Normalidades y “porsiacasos”.



Varias veces, con cada viaje que hacía, regresaba a nuestras conversaciones, -las que teníamos Natasha y yo- una palabra: “normalidad”.

Si alguna cosa es anormal es que un objeto pesado vuele; que ese objeto vaya lleno de gente y así, los humanos volemos. En un mundo que se apresta a celebrar los 50 años de haber llegado a la Luna todo eso debe sonar muy ingenuo, pero la verdad es que es anormal.

Las cosas más sorprendentes, como el que un sujeto esté escribiendo esto a poco menos de 12 km sobre el nivel del mar, y que haya probablemente otro montón de gente haciendo cosas similares, se han hecho cotidianas, gracias a la impresionante capacidad creativa de esta especie: homo sapiens sapiens.

Pero quería hablarles de la normalidad y, por supuesto, me distraigo ¡eso sí que es normal!. Ella viajó en avión cuatro veces en el mismo período en que yo ninguna vez. Finalmente estamos volando juntos y ahora la palabra normalidad no es una referencia sino una sensación vívida.

Lo último que escribí en Facebook hablaba muy mal del funcionamiento de las cosas en Venezuela. Uno sabe, ¡carajo!, uno sabe que el país, lo que se dice ¿normal?, normal no es. Se trata de un país de soñadores a quienes nos despertaron a patadas y nos sacaron de la cama entre improperios. Algunos despertaron al frío de un cañón entre los dientes; otros lentamente, en la medida en que el hambre se hacía más difícil de disimular.

Cuando uno se habitúa a vivir en un espacio “no normal”. adquiere hábitos un poco raros. Por ejemplo, guardar una de las dos bolsitas de azúcar que te dan con el café aunque en realidad sabes que deseas ponerle las dos. Nunca se sabe cuándo habrá. Tener tu propio papel higiénico o tus servilletas contigo. Por si acaso. Vivir en un “porsiacaso” permanente disipa la normalidad.
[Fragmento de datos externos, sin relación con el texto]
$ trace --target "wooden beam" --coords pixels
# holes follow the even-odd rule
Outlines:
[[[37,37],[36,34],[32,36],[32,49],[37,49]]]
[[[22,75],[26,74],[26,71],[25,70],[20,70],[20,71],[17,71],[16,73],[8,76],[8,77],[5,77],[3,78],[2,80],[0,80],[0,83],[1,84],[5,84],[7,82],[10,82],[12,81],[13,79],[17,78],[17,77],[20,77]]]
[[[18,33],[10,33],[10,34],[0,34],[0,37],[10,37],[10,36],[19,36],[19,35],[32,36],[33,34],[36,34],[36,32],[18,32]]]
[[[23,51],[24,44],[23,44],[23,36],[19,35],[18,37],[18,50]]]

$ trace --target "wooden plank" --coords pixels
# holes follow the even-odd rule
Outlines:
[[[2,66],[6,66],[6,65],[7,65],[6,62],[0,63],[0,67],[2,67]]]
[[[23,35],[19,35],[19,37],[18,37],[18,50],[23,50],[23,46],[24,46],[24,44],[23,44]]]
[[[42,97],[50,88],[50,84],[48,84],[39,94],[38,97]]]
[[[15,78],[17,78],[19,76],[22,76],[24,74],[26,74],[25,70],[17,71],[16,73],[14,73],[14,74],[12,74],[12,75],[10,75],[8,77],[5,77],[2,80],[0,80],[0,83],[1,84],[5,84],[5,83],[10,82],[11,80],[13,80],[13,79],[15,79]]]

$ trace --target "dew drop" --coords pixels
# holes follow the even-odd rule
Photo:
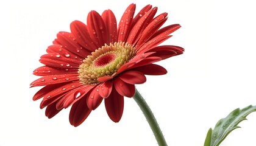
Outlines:
[[[80,92],[78,92],[77,94],[76,94],[76,97],[75,97],[75,99],[77,99],[78,97],[79,97],[79,96],[81,95],[81,93]]]
[[[70,55],[68,53],[65,53],[65,56],[66,57],[69,57],[70,56]]]

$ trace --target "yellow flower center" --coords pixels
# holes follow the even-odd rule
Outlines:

Lo tremendo es que me bastaron escasas horas para asistir a la rareza de lo normal. En un avión nada es normal: los baños son pequeños y raros, todo está lleno de pequeños artificios que hacen llevadero el hecho de estar confinados durante horas en una cosa que flota en el aire. La comida del avión tampoco es normal: es artificial, son raciones pequeñas, diseñadas para tan extraña circunstancia.

Un pastel de carne con puré de papas, una minúscula ensalada que se podía aderezar con miel mostaza; dos bocados de pollo, otra variedad de ensalada. Un pequeño quesillo y un vaso (plástico) de vino tinto, que podía rematarse con un café (éste acompañado de crema de leche y una bolsita de azúcar). Todo en porciones mínimas. Es un tentempié para que nadie llegue desmayado a Buenos Aires.

Sobrevolábamos Brasil y esa fue mi primera comida fuera de Venezuela en 5 años, desde que me despedí de La Habana con un suculento almuerzo. Mientras disfrutaba el servicio me asaltó la certeza de que no había comido normalmente en mucho tiempo. Me he acostumbrado a comer los excedentes de los porsiacasos. Normalidad. ¡Qué extraña es la normalidad cuando comprendes que ya no la recuerdas como era!

Es inevitable pensar en gente querida, en gente amada, y añorar que pronto nos podamos reencontrar en la normalidad que hace tan poco tuvimos.


P.D.: Guardar la bolsita de azúcar no es tan malo. Este café me lo tomé con crema no láctea y DOS bolsitas de azucar. No es el mejor café, claro que no, pero me hizo recordar que una vez tuve una vida normal.